Je pouvais maintenant apercevoir mon ennemi un peu plus distinctement. Ce n’était pas un animal, car il marchait debout. J’ouvris alors la bouche pour parler, mais un phlegme rauque me coupa la voix. J’essayai de nouveau :

— Qui va là ? criai-je.

Il n’y eut pas de réponse. Je fis un pas. La silhouette ne bougea pas et sembla seulement se ramasser sur elle-même ; mon pied heurta un caillou.

Cela me donna une idée. Sans quitter des yeux la forme noire, je me baissai pour ramasser le morceau de roc. Mais, à ce mouvement, l’ombre fit une soudaine volte-face, à la manière d’un chien, et s’enfonça obliquement dans les ténèbres. Je me souvins alors d’un moyen ingénieux dont les écoliers se servent contre les chiens : je nouai le caillou dans un coin de mon mouchoir, que j’enroulai solidement autour de mon poignet. Parmi les ombres éloignées j’entendis le bruit de mon ennemi en retraite, et soudain mon intense surexcitation m’abandonna. Je me mis à trembler et une sueur froide m’inonda, pendant qu’il fuyait et que je restais là avec mon arme inutile dans la main.

Un bon moment s’écoula avant que je pusse me résoudre à descendre, à travers le bois et les taillis, le flanc du promontoire jusqu’au rivage. Enfin, je les franchis en un seul élan et, comme je sortais du fourré et m’engageais sur la plage, j’entendis les craquements des pas de l’autre lancé à ma poursuite.

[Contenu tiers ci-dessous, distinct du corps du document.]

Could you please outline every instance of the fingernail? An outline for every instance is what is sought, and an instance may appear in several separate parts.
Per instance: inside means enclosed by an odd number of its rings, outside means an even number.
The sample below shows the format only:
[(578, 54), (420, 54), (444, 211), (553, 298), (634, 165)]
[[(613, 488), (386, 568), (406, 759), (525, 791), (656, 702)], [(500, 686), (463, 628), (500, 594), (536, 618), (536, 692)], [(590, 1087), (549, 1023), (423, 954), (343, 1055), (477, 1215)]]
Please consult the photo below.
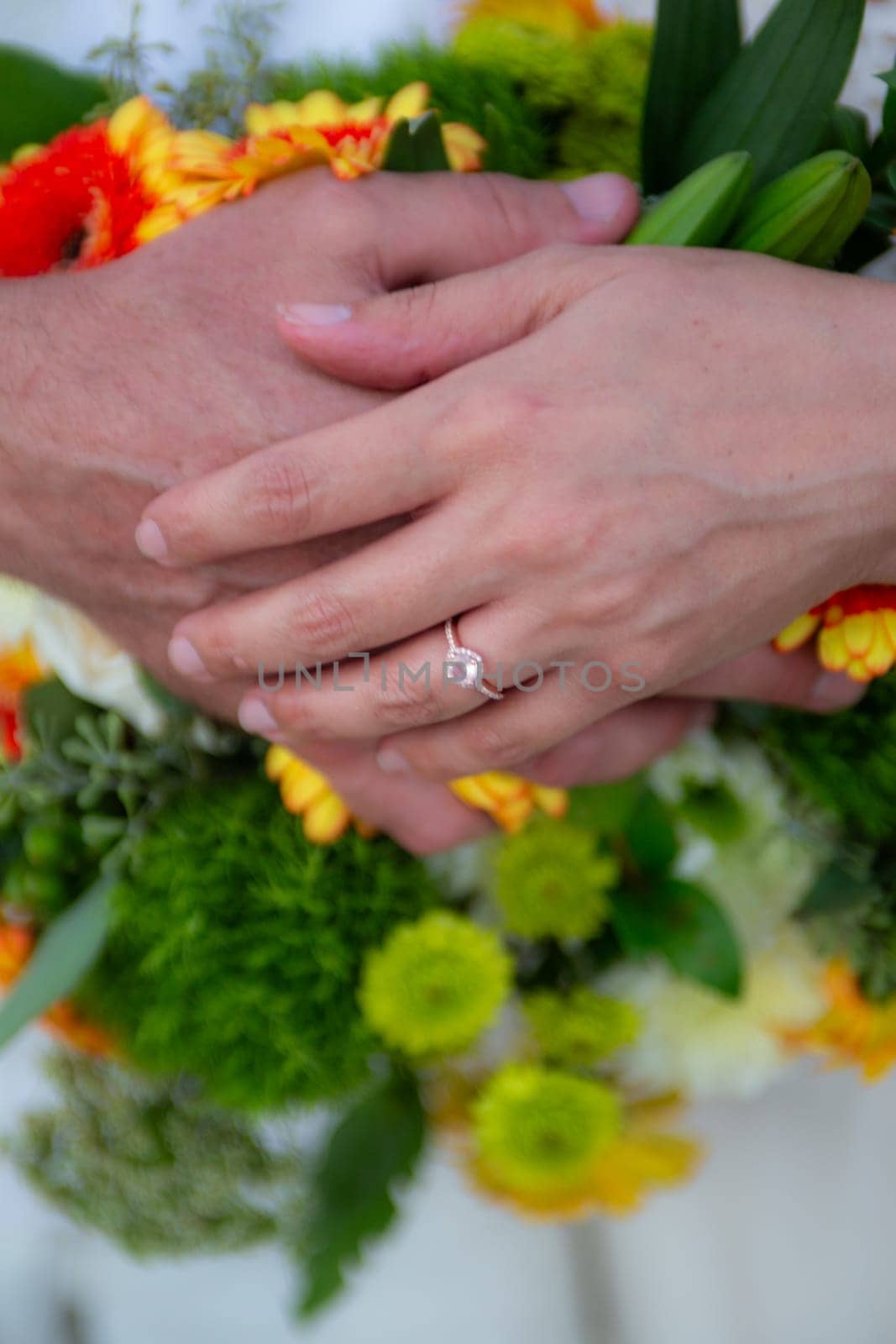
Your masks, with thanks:
[(842, 672), (823, 672), (815, 681), (810, 702), (814, 710), (849, 710), (858, 704), (868, 689), (861, 681), (853, 681)]
[(189, 640), (184, 638), (183, 634), (176, 634), (168, 645), (168, 661), (175, 672), (180, 672), (181, 676), (189, 676), (199, 681), (211, 681), (206, 664)]
[(631, 203), (631, 183), (613, 172), (592, 173), (560, 184), (583, 219), (611, 224)]
[(277, 312), (290, 327), (337, 327), (352, 316), (347, 304), (279, 304)]
[(376, 753), (376, 763), (383, 774), (407, 774), (411, 769), (400, 751), (395, 747), (383, 747)]
[(168, 543), (163, 536), (163, 531), (159, 523), (153, 523), (150, 517), (145, 517), (142, 523), (137, 523), (134, 540), (137, 542), (137, 550), (148, 560), (164, 560), (168, 555)]
[(266, 738), (277, 732), (277, 719), (262, 700), (243, 700), (239, 706), (239, 726), (246, 732), (255, 732)]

Alors la peur me fit complètement perdre la tête et je me mis à courir sur le sable. Immédiatement, je fus suivi par ce même bruit de pas légers et rapides. Je poussai un cri farouche et redoublai de vitesse. Sur mon passage, de vagues choses noires, ayant trois ou quatre fois la taille d’un lapin, remontèrent le talus en courant et en bondissant. Tant que je vivrai, je me rappellerai la terreur de cette poursuite. Je courais au bord des flots et j’entendais de temps en temps le clapotis des pas qui gagnaient sur moi. Au loin, désespérément loin, brillait faiblement la lueur jaune. La nuit, tout autour de nous, était noire et muette. Plaff ! Plaff ! faisaient continuellement les pieds de mon ennemi. Je me sentis à bout de souffle, car je n’étais nullement entraîné ; à chaque fois ma respiration sifflait et j’éprouvais à mon côté une douleur aiguë comme un coup de couteau.

Nous courions ainsi sous les étoiles tranquilles, vers le reflet jaune, vers la clarté désespérément lointaine de la maison. Et bientôt, avec un réel soulagement, j’entendis le pitoyable gémissement du puma, ce cri de souffrance qui avait été la cause de ma fuite et m’avait fait partir en exploration à travers l’île mystérieuse. Alors, malgré ma faiblesse et mon épuisement, je rassemblai mes forces et me remis à courir vers la lumière. Il me sembla qu’une voix m’appelait. Puis, soudain, les pas, derrière moi, se ralentirent, changèrent de direction et je les entendis se reculer dans la nuit.